Dix ans après le référendum de juin 2016 qui a scellé la sortie du Royaume-Uni de l'Union européenne, le bilan économique de cette décision se précise, avec des données inédites sur l'érosion de la diversité des exportations britanniques. Selon des travaux menés par l'Université Aston et l'observatoire du commerce de l'Université du Sussex, le nombre de variétés de produits vendus par le Royaume-Uni à ses partenaires européens a chuté de manière spectaculaire depuis la mise en œuvre de l'accord de retrait.

L'étude de l'observatoire du commerce de l'Université du Sussex fait état d'une réduction rapide de 26 % des différents types de biens exportés par le Royaume-Uni d'ici 2023. Des recherches plus récentes, menées par l'école de commerce de l'Université Aston sur la base de cinq années de données commerciales détaillées, concluent à une perte encore plus marquée : 53,8 % des variétés d'exportation et 31,5 % des variétés d'importation. Ces chiffres mesurent la baisse du nombre de produits distincts expédiés vers les différents pays de l'UE, un indicateur clé de la capacité des entreprises britanniques à diversifier leurs débouchés et à innover.

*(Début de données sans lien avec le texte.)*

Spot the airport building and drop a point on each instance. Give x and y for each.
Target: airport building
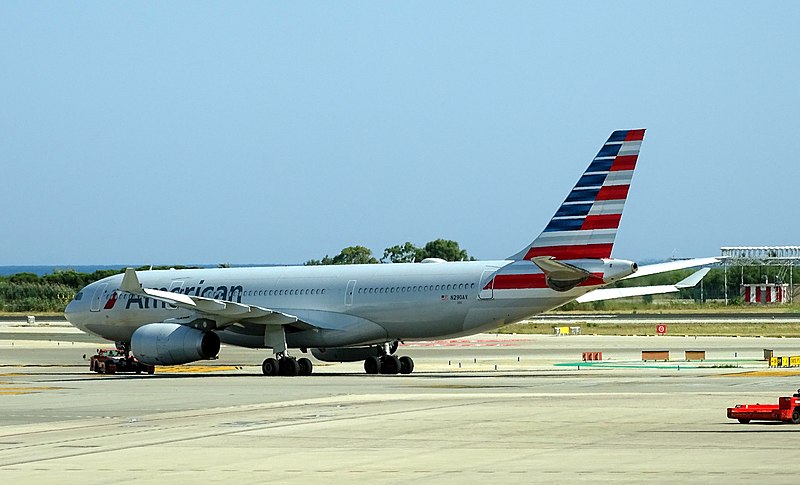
(785, 258)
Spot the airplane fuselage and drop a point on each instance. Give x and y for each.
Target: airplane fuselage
(357, 304)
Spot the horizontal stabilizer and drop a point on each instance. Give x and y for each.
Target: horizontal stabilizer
(614, 293)
(694, 278)
(651, 269)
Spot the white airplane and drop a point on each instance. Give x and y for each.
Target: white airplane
(361, 312)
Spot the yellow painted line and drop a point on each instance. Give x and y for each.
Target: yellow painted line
(195, 368)
(765, 373)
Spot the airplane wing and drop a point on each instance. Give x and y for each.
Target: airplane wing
(222, 311)
(612, 293)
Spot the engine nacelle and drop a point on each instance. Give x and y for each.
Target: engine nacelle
(172, 344)
(345, 354)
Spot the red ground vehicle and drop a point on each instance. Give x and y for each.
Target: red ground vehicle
(111, 361)
(787, 410)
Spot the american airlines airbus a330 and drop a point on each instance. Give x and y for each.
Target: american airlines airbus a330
(362, 312)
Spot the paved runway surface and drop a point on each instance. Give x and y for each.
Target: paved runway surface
(518, 409)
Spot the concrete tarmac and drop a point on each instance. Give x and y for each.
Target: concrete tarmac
(511, 408)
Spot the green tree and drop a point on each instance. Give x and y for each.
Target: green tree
(348, 255)
(24, 278)
(405, 253)
(445, 249)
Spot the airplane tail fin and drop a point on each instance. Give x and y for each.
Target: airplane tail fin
(585, 225)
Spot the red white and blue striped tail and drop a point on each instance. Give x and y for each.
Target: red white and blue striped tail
(585, 225)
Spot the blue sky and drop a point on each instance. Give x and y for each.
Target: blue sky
(277, 132)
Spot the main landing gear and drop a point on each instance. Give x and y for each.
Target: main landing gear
(388, 363)
(283, 365)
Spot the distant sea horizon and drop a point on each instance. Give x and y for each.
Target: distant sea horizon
(43, 269)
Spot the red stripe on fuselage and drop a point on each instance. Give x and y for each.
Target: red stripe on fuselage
(532, 281)
(111, 301)
(624, 162)
(634, 135)
(605, 221)
(588, 251)
(613, 192)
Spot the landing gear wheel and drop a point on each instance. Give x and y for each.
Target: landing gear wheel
(406, 365)
(305, 366)
(289, 367)
(390, 364)
(372, 365)
(270, 367)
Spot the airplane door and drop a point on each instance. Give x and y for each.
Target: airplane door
(348, 294)
(487, 284)
(98, 297)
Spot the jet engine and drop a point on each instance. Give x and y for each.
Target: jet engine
(172, 344)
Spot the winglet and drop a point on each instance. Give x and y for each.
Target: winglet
(130, 282)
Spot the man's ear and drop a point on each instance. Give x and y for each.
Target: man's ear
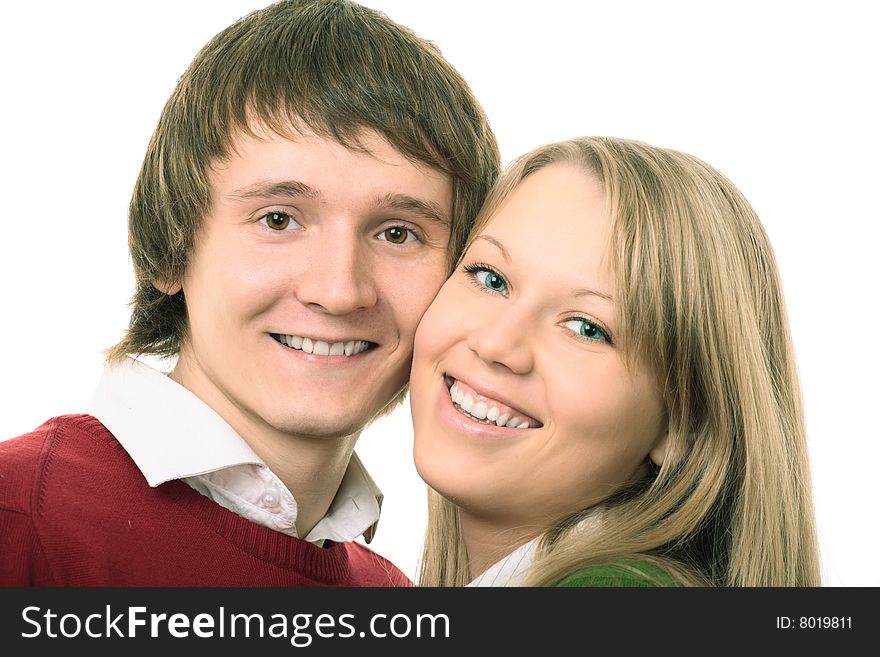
(167, 288)
(658, 451)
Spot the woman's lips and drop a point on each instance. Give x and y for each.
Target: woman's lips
(486, 410)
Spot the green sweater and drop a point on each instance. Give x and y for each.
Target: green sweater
(621, 574)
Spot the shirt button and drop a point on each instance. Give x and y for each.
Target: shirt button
(270, 499)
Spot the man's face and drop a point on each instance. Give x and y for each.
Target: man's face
(307, 280)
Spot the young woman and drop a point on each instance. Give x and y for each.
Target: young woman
(604, 392)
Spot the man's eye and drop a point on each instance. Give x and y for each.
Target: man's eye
(397, 235)
(279, 221)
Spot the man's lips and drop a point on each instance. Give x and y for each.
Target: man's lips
(323, 347)
(485, 408)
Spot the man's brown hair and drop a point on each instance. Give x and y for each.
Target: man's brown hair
(331, 66)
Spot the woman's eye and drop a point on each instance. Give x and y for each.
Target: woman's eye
(586, 329)
(278, 220)
(397, 235)
(491, 280)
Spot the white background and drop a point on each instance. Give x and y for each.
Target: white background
(779, 96)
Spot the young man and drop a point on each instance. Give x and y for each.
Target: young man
(310, 181)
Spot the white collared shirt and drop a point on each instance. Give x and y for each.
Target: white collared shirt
(172, 434)
(511, 570)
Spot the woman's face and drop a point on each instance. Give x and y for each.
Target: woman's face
(523, 408)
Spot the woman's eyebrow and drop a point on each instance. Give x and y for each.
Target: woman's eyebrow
(495, 243)
(585, 291)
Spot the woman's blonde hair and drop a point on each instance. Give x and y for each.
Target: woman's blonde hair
(699, 302)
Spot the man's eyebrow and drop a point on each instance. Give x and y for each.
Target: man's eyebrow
(274, 188)
(407, 203)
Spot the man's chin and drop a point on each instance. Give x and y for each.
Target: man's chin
(322, 427)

Le cas emblématique d'Eskimo

L'histoire de la société Eskimo, basée à Bristol, illustre ces difficultés. Spécialisée dans la fabrication de radiateurs électriques haute performance et économes en énergie, cette start-up comptait initialement conquérir le marché européen via le tunnel sous la Manche. Selon son dirigeant, Phil Ward, l'entreprise a continué de croître, mais elle aurait pu connaître un essor bien plus important sans ce qu'il appelle « l'effet Brexit long ». En 2020, 40 % de ses exportations étaient destinées à l'Union européenne ; en 2025, cette proportion est tombée à seulement 5 %.

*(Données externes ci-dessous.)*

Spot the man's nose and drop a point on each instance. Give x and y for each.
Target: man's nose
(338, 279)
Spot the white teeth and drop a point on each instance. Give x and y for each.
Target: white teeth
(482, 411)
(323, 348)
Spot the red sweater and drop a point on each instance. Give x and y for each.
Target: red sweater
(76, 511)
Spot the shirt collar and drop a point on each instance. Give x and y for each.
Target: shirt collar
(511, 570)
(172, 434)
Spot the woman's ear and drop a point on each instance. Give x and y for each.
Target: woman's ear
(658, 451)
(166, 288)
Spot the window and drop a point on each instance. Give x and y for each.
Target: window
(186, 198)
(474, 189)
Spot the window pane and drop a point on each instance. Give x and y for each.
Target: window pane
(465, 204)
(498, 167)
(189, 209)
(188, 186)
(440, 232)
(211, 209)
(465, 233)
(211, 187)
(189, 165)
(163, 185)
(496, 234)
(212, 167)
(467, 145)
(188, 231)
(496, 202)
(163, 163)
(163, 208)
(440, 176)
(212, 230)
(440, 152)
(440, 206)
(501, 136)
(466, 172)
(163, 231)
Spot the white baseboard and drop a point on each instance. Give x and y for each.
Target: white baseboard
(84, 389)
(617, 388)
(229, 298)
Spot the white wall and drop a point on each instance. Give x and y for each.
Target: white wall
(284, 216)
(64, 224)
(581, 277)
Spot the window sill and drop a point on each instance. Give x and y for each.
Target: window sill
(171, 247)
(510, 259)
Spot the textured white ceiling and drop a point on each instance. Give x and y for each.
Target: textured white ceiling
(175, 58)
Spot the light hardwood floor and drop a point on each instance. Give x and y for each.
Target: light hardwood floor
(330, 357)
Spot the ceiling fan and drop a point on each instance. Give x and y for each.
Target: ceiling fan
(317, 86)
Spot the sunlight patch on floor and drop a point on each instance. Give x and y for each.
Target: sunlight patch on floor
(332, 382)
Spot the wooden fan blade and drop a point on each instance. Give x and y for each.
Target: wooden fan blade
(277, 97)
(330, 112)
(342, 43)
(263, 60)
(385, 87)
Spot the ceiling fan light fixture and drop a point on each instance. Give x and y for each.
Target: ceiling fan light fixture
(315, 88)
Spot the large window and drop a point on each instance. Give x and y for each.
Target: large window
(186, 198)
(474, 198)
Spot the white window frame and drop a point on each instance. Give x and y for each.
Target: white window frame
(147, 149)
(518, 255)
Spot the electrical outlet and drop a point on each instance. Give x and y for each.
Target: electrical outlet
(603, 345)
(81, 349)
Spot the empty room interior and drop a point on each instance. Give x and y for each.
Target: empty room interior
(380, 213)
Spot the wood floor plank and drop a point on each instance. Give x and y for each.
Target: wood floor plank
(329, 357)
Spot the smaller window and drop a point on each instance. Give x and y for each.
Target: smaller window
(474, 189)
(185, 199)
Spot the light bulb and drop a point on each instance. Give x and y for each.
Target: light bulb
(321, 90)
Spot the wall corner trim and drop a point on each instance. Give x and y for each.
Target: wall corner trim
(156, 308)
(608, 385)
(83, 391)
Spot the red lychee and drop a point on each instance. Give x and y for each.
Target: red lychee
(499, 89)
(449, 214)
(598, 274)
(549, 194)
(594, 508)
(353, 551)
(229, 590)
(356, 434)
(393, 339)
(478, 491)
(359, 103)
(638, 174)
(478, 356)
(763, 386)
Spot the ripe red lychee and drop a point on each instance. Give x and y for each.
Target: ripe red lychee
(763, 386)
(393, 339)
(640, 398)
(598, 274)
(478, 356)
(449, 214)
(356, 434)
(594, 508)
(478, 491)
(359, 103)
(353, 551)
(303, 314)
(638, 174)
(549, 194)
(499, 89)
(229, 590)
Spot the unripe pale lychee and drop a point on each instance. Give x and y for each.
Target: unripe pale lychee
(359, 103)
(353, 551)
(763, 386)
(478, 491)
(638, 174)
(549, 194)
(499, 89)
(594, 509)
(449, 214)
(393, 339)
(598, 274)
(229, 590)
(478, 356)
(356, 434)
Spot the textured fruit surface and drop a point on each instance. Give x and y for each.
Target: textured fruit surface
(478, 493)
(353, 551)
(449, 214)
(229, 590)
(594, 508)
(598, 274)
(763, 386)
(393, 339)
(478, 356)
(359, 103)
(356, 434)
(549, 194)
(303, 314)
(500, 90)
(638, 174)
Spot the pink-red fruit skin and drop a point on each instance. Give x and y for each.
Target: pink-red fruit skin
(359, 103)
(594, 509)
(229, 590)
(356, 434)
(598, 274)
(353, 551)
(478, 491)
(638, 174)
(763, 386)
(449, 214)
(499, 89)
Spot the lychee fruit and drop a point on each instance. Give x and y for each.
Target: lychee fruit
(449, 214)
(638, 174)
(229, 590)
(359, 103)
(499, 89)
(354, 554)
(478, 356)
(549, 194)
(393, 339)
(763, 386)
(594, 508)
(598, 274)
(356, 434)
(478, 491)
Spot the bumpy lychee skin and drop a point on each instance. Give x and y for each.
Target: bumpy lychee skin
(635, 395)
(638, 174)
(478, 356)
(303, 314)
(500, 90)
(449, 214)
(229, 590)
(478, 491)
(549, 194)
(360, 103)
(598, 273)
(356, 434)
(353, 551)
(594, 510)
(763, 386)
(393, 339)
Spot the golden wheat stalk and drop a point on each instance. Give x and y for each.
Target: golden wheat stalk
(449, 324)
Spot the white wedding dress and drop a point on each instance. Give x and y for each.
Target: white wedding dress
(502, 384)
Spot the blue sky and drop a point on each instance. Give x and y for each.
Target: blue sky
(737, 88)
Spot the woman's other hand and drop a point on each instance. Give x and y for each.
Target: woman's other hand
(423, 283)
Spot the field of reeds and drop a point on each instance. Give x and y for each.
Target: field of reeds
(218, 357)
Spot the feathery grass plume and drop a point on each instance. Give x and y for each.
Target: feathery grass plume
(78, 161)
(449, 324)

L'accord post-Brexit signé en décembre 2020 par le Premier ministre de l'époque, Boris Johnson, garantissait l'absence de droits de douane sur les exportations vers l'UE. M. Ward explique que, en dépit de cette disposition, la paperasse administrative et les formalités non liées aux droits de douane ont généré des retards, des coûts supplémentaires et une perception de complexité chez les clients potentiels. Eskimo a réussi à exporter quelques produits vers des agents en France, mais a complètement cessé de vendre en direct aux consommateurs européens. Un projet d'expansion en Allemagne a échoué.

Les standards internationaux, un autre obstacle

Lorsque Eskimo a tenté d'exporter des sèche-serviettes vers l'Australie et la Nouvelle-Zélande, elle s'est heurtée à un autre frein : ces deux pays appliquent des normes de sécurité internationales largement influencées par le marquage CE de l'UE. Or, l'un des bénéfices théoriques du Brexit était de permettre aux régulateurs britanniques de ne plus suivre les réglementations de sécurité de l'UE et d'adopter une approche plus favorable à l'innovation. L'expérience d'Eskimo montre que, dans les faits, les standards internationaux restent calqués sur le modèle européen, limitant la portée de cette flexibilité réglementaire.

Des prévisions économiques contrastées

Il y a dix ans, de nombreux économistes prédisaient que le Royaume-Uni subirait des dommages économiques durables en quittant l'UE. Beaucoup estiment aujourd'hui que ces dommages se sont matérialisés. Cependant, pour étayer cette affirmation, il est nécessaire de comparer la situation réelle avec un scénario hypothétique sans Brexit, ce qui relève d'une méthode et d'un jugement statistiques complexes. La période post-Brexit a été marquée par des chocs mondiaux majeurs : la pandémie de Covid-19 au printemps 2020, la guerre en Ukraine à partir de 2022 et la récente flambée des prix de l'énergie liée au conflit en Iran. Il convient également de s'interroger sur la capacité du Royaume-Uni à avoir suivi la dynamique technologique de la Silicon Valley au cours des dernières années s'il était resté dans l'UE.

Le consensus clair parmi les économistes qui effectuent ces calculs est qu'ils ont pris en compte les turbulences mondiales lorsqu'ils évaluent l'impact du Brexit. D'autres remettent en question leurs méthodes et l'ampleur réelle des conséquences. Certaines des prévisions les plus négatives de 2016, notamment celles qui annonçaient une récession de type Grande Dépression, se sont avérées excessivement pessimistes. Quoi qu'il en soit, les nouvelles données sur la chute de la diversification des exportations renforcent le constat d'un coût économique tangible pour le Royaume-Uni, dix ans après le vote historique.